Mais la vraie perle est une fausse porté du XII e siècle, à l’intérieur du chœur. Sur le linteau est sculptée une Adoration des Rois, et sur le tympan un Paradis quelconque. Les jambages de la porte sont surmontés de deux splendides chapiteaux d’un galbe presque corinthien. Un sculpteur renommé, venu de Cluny même, a évidemment ciselé ce morceau d’orfèvrerie en pierre.

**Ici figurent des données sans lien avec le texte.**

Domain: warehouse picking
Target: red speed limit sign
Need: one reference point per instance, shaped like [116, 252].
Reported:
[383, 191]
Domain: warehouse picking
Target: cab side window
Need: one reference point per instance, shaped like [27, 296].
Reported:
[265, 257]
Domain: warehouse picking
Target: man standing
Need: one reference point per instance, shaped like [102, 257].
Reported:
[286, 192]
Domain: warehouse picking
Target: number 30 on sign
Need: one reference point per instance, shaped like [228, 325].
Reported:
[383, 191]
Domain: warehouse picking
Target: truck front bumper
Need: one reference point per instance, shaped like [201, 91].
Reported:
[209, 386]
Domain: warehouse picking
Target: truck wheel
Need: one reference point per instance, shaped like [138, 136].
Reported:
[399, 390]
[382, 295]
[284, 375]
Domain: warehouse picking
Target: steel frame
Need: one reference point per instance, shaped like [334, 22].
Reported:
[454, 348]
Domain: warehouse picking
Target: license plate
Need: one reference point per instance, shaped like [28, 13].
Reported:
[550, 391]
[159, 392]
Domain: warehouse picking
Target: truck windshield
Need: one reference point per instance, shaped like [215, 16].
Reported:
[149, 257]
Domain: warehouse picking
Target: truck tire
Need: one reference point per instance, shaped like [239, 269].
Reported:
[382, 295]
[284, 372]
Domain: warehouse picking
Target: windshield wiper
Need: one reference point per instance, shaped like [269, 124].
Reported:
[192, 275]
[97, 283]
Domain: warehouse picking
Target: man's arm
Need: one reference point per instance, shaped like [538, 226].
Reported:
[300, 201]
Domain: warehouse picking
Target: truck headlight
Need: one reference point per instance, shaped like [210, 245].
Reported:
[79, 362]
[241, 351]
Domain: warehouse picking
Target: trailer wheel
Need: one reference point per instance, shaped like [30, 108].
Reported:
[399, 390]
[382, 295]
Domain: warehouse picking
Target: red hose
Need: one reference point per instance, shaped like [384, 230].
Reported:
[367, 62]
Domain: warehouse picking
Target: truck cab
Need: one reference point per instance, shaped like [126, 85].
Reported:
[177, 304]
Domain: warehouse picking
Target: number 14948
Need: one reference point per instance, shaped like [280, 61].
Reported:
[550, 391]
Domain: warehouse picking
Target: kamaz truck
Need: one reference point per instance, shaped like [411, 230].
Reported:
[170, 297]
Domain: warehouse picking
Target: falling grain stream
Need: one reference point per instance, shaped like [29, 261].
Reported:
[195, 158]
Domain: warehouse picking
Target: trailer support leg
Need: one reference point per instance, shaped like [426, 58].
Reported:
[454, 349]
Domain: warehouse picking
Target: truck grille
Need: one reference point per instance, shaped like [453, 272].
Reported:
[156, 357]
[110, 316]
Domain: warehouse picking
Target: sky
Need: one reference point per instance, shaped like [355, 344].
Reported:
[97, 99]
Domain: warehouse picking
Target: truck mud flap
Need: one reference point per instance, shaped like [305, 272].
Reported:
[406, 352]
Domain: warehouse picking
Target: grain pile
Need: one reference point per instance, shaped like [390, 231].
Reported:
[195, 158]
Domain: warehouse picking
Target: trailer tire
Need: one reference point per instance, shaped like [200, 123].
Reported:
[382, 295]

Cette église abbatiale de la Charité, qui n’était pas d’un style bien pur, avait cela de très intéressant (et elle le devait à sa position géographique), qu’elle offrait un spécimen considérable de la fusion des trois écoles de la Bourgogne, de l’Auvergne et des bords de la Loire. A la première, elle avait emprunté ses colonnes cannelées et ses chapiteaux ; à la seconde, la beauté de son plan et sa coupole ; à la troisième, son clocher et le luxe un peu confus de son ornementation.
Vue de l’autre côté de la Loire, la petite ville de la Charité se présente bien avec ses noires maisons et sa ceinture de vieilles fortifications couronnées de lierre. A droite et à gauche, à perte de vue, la Loire promène ses innombrables bras, au milieu des dunes de sable ; c’est un spectacle à part, tout-à-fait caractéristique de cette partie de la France.
Ce matin, nous avons eu une bonne pluie qui a rafraîchi le temps : tout ira bien si les nuages bas et moutonnés qui encombrent le ciel en ce moment veulent bien faire place à un soleil moins dévorant.
Nota.  — Bon vin blanc de Pouilly et bonne cuisine au Grand-Monarque.
NEVERS
II e lettre.
 
Je déclare d’abord, ma chère mère, que je ne voudrais pas, pour tout l’or du monde, me voir en peinture à Nevers. Nonobstant, cette petite restriction établie, je dois avouer que cette capitale mérite amplement la visite des artistes, archéologues et autre insectes de même farine.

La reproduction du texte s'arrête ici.